This past month, I was on a sort of sneaky assignment and then out of the country, and in my absence there have been some huge developments in US-Burma relations. For the first time in 50 years, an American secretary of state dropped in on the nation that generally receives little more high-level American acknowledgment beyond passing negs about tyranny in presidential speeches. As Mother Jones‘ resident Burmaphile, I got an email from one of the editors last week asking the all-important question about Hillary Clinton’s making nice and supposedly making headway with the intractable regime: “Is this for real?”
If Washington is assuming that Burma’s recent (bullshit) elections and the release of its most famous political prisoner means that we can lead the country into a future awash in democracy and rainbows, that would be a little too lovely to be believed. But that the Obama administration is cautiously optimistic, or that it senses wee little steps toward progress, and that there’s an opportunity for the United States to get involved and nudge it along? Yeah. Maybe.

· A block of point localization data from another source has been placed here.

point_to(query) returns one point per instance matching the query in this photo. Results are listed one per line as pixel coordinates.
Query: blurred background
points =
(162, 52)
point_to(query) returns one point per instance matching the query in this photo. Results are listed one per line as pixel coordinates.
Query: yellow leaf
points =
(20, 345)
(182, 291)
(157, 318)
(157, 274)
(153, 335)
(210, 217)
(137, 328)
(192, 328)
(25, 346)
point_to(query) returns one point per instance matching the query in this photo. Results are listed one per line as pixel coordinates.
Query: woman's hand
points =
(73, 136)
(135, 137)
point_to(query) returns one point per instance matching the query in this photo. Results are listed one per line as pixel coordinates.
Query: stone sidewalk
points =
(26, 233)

For decades, our policy has been to sanction Burma and wag our finger at it. I’ve long been a proponent of more engagement with the country. Though nobody wants to look like they’re befriending bad guys, and there’s no proof that getting more involved with Burma will work, there is proof of one thing: That the policy we’ve been pursuing so far does not work. Our sanctions are meaningless, because a) lots of other countries are happy to buy the Burmese resources we won’t; b) the goods we sanction can still make it to us via roads like smuggling; and c) there are loopholes in our sanctions that still allow Chevron to operate there and make the regime big money.

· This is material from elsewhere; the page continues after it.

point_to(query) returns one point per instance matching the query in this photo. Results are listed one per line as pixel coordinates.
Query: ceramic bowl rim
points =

We’re not lifting the sanctions yet—and, for the aforementioned reasons, I kind of doubt Burma really cares—but we are starting assistance to programs that deliver health care, microlending, English instruction, and help for land mine victims. Regardless of whether you’re of the school of thought that aid to corrupt/underdeveloped nations is enabling/infantilizing, this aid at least has the possibility of creating leverage, like the kind the United States and Germany wielded against Uganda when it proposed killing gay people. It’s a long, long road to reconciling of Burma’s problems, like, say, the systematic government-perpetrated rape and torture and ethnic cleansing going on its borderlands, issues Clinton says she “raised directly with the government” on her trip. That mention over lunch is unlikely to save lives. But what past administrations have said to Burma is, “Hey, not that there’s any reason for you to listen, because we give you/cooperate with you on absolutely nothing, and you’re dead to us. But: In our opinion, you should stop slaughtering people.” Moving forward, the conversation might be a little more compelling when it sounds like, “Hey, stop slaughtering people. We give you money.”

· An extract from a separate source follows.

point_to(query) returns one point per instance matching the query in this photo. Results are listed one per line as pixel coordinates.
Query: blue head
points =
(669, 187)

Burma has long been run by assholes. It remains to be seen whether the president and parliamentarians put in power by the elections are as big of assholes as the assholes who led before them. And at the very least, the Burmese people will be getting the chance for more medicine and education and microloans. It can’t hurt for trying to befriend Burma and empower the population. The former has a shot, and let’s definitely hear it for the latter. I’m not necessarily given to bouts of optimism, even the cautious kind, but if there’s anything we were reminded of this year, it’s that an empowered population is the the best tool of all against repressive regimes.